Dr. William Wierda:               

Well, no, there’s not new approaches to watch and wait necessarily. Watch and wait continues to be watch and wait. And we haven’t changed the iwCLL criteria for when to start treatment. We have a lot of new exciting agents that are very effective. I think that tends to make people want to move forward potentially earlier with starting treatment, but there’s no recommendation that’s come from anybody.

And I think the CLL community, and leadership in our community particularly, are still persistent with we need to treat when patients need treatment. There isn’t really any clinical benefit that we know of so far with early treatment. And so, for patients who don’t have active CLL, they’re better off being observed and monitored, and treatment be initiated when their disease is active, and when our aim is to get rid of the disease and get the patient in remission.
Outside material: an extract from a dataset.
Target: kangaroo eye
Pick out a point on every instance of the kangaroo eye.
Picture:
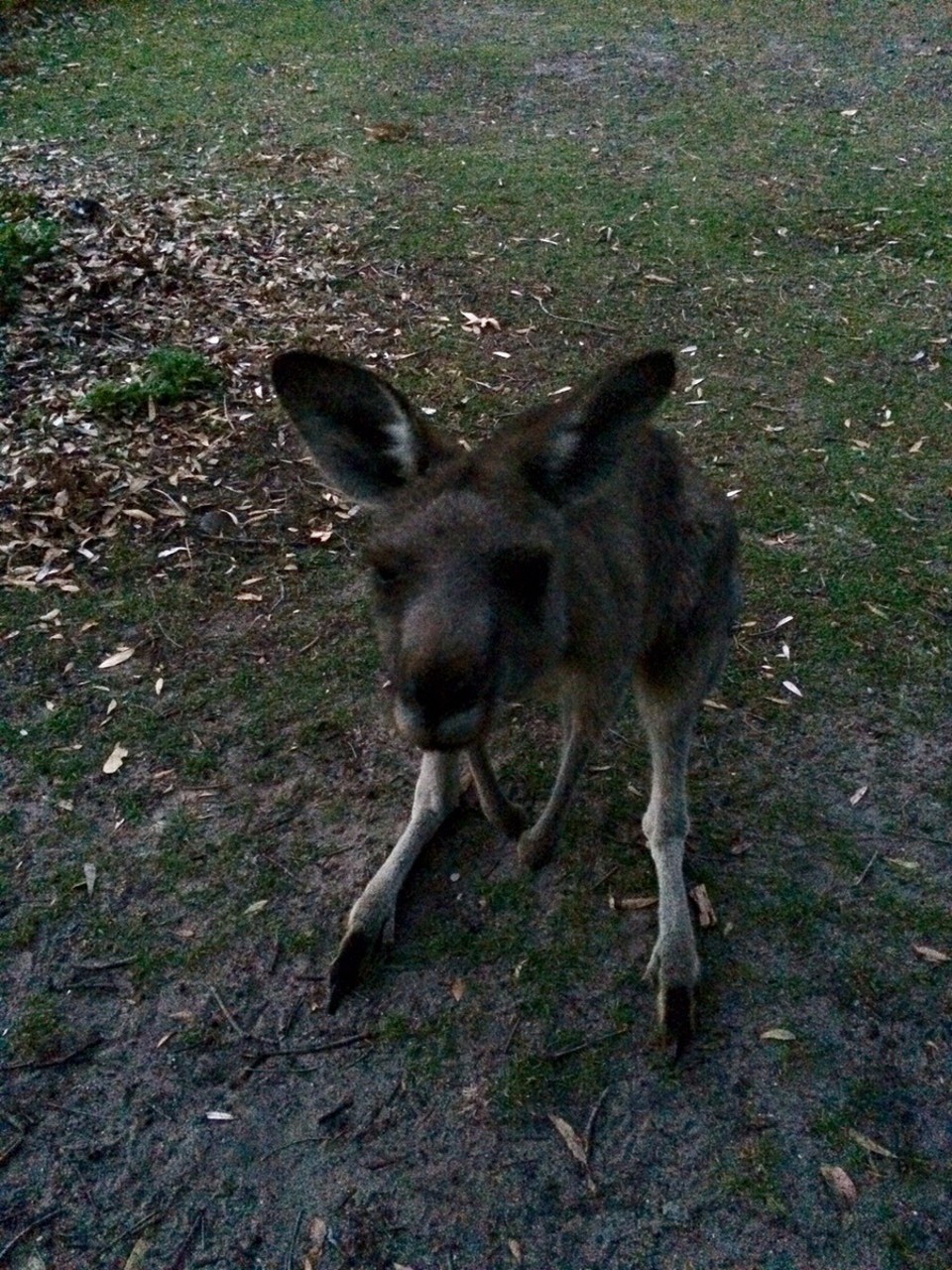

That’s always been a difficult conversation. It’s a little bit easier today, because our treatments are evolving very quickly. And we have new treatments, and new clinical trials, and research that’s ongoing. And so, my opinion is if you wait a year, you may have something better, some better treatment opportunity, in a year than you do today. We got great things today, but if you don’t really need it, you’re probably better off sitting tight, being patient, and waiting until you truly need treatment, and starting treatment at that time.